PAPERS

Experience Replay for Continual Learning

November 24, 2019

Problem

In settings where gathering new experience is expensive/difficult it is imperative to retain gained knowledge while learning only from one task at a time.
Boundaries between different tasks will not be persistent and this leads to the danger of catastrophic forgetting where an agent forgets what it has learned previously when it encounteres a new situtation

Solution

An ideal continual learning system must satisfy three requirements.
- Retain learned capacities. Should not be any degradation in task performance when a previously seen task is encountered.
- Maintenance of old skills should not negatively impact the acquisition of new skills or knowledge
- If possible, continual learning should use previously learned tasks to learn new tasks faster through constructive interference or positive transfer.
The paper proposes Continual Learning with Experience and Replay (CLEAR).

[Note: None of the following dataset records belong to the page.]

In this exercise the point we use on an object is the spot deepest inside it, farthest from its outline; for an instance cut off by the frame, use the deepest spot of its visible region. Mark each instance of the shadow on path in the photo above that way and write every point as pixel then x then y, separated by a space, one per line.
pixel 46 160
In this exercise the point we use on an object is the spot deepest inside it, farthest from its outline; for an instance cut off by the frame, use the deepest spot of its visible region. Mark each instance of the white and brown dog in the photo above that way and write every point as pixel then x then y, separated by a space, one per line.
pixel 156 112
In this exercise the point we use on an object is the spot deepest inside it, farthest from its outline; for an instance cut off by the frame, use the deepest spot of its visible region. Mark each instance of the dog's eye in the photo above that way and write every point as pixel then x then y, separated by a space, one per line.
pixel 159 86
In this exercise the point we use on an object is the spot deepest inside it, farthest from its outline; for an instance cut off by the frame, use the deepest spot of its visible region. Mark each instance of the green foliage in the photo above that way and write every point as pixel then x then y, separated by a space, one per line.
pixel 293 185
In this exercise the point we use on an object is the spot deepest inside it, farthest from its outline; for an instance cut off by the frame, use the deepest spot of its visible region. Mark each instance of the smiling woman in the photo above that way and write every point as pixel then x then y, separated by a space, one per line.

Uses a mixture of novel experience on-policy and replay experience off-policy for both maintenance of performance on earlier tasks and rapid adaptation to new tasks.

CLEAR

CLEAR uses actor-critic training on a mixture of new and replayed experiences.
For replay experiences, does behavioral cloning between the network and its past self to prevent network output on replayed tasks from drifting while learning new tasks.
The cloning is done on both policy and value and is implemented as a loss.

Discussion of Results

The paper details three different methods of training on 3 separate but related image processing tasks
- Separate training where multiples networks is trained on each task separately.
- Simulataneous training where a single network trains on all tasks simultaneously
- Cyclic training where the network cycles through each task sequentially.
While separate and simulataneous training were similar in output, cyclic training results in catastrophic interference with vanilla training.
The use of CLEAR alleviates this problem and the task performance is closer to separate and simulataneous training.
Balance of on- and off-policy learning:
- Ratio of new examples to replay examples effect on training is observed. With 100 percent new, this results in catastrophic forgetting. 75-25 ratio gives a goood resistance to forgetting while 100 percent training results in no forgetting but with some dip in performance
- 50-50 was found to be the ideal ratio.
Limited-size buffers
- Buffer size of replay experience was varied between 50 million and 5 with very little pereformance drop.
CLEAR also succeeds in learning a new task very quickly. The new task is inserted in the the cyclic sequence as a probe.

Extensions

Algorithm that both remembers and selectively forgets certain tasks that are no longer needed or have changed drastically.
This happens when the action space of a task is changed during training and hence the agent needs to overwrite previously learned skills.